Why So Many are Watching Bluey, and Why You Should, Too


Joe Brumm & LUDO Studio

Image taken from the Bluey episode ‘Housework’ which aired in 2021.

Eric Nielsen, Writer

I’m a seventeen-year-old high school student trapped in the terrifying expanse of the information age, worrying about college, work, and my future. My generation and I are facing skyrocketing debt, workforce automation, decomposition of social support systems, and the creeping effects of climate change, complemented by a liberal sprinkling of record depression and anxiety rates among teens. So why am I watching an Australian kids’ show about a blue cartoon puppy playing pretend? And why am I not alone in this?

In December 2022, Joe Brumm’s Bluey reached #1 on Disney Plus’ trending list, as well as being named the most-streamed show of the year in Australia where it originally aired. Despite the show being primarily aimed at preschoolers, this little blue heeler dog and her family have captured the hearts of hundreds of millions across the globe from all ages and demographics, but it seems not many are talking about it. 

With the simple premise of a four-person (or in this case, four-dog) family navigating the world around them, we watch as Bluey and her sister Bingo discover the joys of life and imagination as they are guided by their loving parents Bandit and Chilli. The Mum and Dad in this show are wonderful highlights for any older viewers, as their characters are simultaneously soulful and hilarious. Each character is realistic, layered, and joyfully distinctive, sharing complex interpersonal dynamics and genuine love for those in their lives. 

There’s something so refreshing and uncommon about this kind of sincerity. 

While the show typically follows a “problem-of-the-week” format, each episode explores a new aspect of one or more of its characters so that you grow to adore each member of the Heeler family as your familiarity with them increases. Many episodes touch on and tactfully handle complicated issues such as death, aging, parenthood, trauma, stress, learning disabilities, pregnancy complications, and more. Each 5-10 minute episode is uniquely enchanting and never leaves you without a brighter, more hopeful outlook on life than you had before.

While every episode is engaging and fun, some episodes such as Sleepytime, Camping, Flat Pack, Baby Race, Daddy Dropoff, Rain, Grandad, and Curry Quest have stood out to audiences as exceptionally meaningful and poignant, and even tear-jerking at times.

At first glance, these episodes have simple themes that help children deal with issues like sharing, keeping promises, and respecting their loved ones, but beneath these premises exist many complex and inspiring layers of meaning.

For example, Daddy Dropoff seems like a small message about why it’s important to play, but older audiences are likely to pick up on some deeper themes such as the duties of parenthood, finding patience with children, learning about the humanity in your parents, teaching by example to make someone’s day brighter, and the incredible ripple effects of patience, love, playfulness, and respect. Without spoiling the episode, Bluey shows (rather than tells) how one small act of love can change a person’s entire life.

This was the first episode to make me tear up.
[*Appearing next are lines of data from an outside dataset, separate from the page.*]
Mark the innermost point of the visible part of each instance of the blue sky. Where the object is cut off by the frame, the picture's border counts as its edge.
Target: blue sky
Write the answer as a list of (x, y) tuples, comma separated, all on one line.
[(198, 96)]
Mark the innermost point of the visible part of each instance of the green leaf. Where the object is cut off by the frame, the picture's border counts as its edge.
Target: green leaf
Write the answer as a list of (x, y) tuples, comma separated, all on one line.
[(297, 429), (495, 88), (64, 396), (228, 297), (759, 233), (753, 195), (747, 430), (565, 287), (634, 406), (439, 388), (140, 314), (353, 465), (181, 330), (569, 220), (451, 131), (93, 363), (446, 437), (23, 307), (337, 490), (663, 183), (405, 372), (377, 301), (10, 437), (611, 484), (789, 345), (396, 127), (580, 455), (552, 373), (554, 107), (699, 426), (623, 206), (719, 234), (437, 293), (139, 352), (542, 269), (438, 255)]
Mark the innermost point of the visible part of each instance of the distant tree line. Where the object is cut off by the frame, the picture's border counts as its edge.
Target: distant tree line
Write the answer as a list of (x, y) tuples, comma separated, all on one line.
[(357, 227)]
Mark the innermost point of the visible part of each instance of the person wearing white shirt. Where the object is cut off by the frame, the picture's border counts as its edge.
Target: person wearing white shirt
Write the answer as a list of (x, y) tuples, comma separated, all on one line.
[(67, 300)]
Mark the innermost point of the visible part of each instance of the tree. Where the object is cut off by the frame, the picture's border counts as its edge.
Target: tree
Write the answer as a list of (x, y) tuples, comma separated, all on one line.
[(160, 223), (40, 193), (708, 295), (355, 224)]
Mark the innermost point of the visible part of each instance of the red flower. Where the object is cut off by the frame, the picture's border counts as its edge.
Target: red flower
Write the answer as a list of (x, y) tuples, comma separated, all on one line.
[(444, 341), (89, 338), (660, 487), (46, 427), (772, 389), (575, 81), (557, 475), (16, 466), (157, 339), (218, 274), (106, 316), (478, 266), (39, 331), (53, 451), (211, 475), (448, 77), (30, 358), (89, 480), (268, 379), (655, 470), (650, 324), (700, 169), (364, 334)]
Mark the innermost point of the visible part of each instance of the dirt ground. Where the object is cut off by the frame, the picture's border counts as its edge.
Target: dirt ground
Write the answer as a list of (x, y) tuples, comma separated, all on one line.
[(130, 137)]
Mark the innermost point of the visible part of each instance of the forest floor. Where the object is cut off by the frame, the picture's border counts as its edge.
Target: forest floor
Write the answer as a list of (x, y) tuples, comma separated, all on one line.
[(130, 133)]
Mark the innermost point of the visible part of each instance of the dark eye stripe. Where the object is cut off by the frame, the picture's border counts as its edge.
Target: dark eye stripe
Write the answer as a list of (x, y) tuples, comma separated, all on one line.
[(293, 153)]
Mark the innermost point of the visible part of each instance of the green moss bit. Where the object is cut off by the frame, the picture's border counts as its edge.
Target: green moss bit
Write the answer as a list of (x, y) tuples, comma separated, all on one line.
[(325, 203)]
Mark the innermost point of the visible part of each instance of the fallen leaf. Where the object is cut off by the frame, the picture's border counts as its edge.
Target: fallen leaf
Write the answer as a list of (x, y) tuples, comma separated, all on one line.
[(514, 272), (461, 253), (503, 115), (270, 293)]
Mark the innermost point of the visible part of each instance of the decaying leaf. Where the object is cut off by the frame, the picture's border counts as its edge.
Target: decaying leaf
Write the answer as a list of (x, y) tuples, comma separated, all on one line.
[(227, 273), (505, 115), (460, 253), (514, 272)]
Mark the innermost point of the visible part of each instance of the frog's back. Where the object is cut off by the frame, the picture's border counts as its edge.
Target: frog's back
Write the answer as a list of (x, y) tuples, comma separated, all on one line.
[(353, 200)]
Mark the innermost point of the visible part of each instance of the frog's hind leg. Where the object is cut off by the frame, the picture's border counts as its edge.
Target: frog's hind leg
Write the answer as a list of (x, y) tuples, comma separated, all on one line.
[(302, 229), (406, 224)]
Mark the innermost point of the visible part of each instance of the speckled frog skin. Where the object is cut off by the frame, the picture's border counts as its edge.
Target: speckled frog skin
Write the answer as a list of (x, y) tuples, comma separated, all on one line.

Rated the #8 TV show episode of any show ever on IMDb, Sleepytime is a metaphor for the love shared by family, and the overwhelming and all-consuming love a mother has for her child. In its seven and a half minutes, Joe Brumm crafts a story no other writer on earth could. Without going into any detail, Flatpack is a metaphor for life, the human condition, and existence itself.

I could analyze this stuff for hours, but I don’t want to spoil the experience for new viewers, and many have already done so. Podcasts, news articles, and analysis videos abound breaking down the writing of these episodes which resemble short films more than they do children’s programming.

This show would not have the same emotional impact without its score. The soundtrack of Bluey is, hands down, one of my favorite TV scores, let alone to come from children’s programming. In Bluey the Album, composer Joff Bush goes above and beyond to create a fun, peaceful, and whimsical ambiance, with some specific personal favorites being Creek is Beautiful!, The Wagon Ride, and The Weekend alongside the album’s only vocal track, I Know a Place (The Creek Song) by Helena Czajka and Jazz D’Arcy. Accompanied by the fantastic visual style of art director Costa Kassab, the Bluey watching experience is truly unique in the way it beams with simple youth and joy.

I’m glad to see it getting more attention in the U.S. in recent months, even going so far as to receive a balloon in Macy’s Thanksgiving Day Parade. Bluey has now secured itself as one of my favorite shows across the board, but if someone told me last month that this would be the case, I’d have never believed them. Maybe soon you will be able to say the same?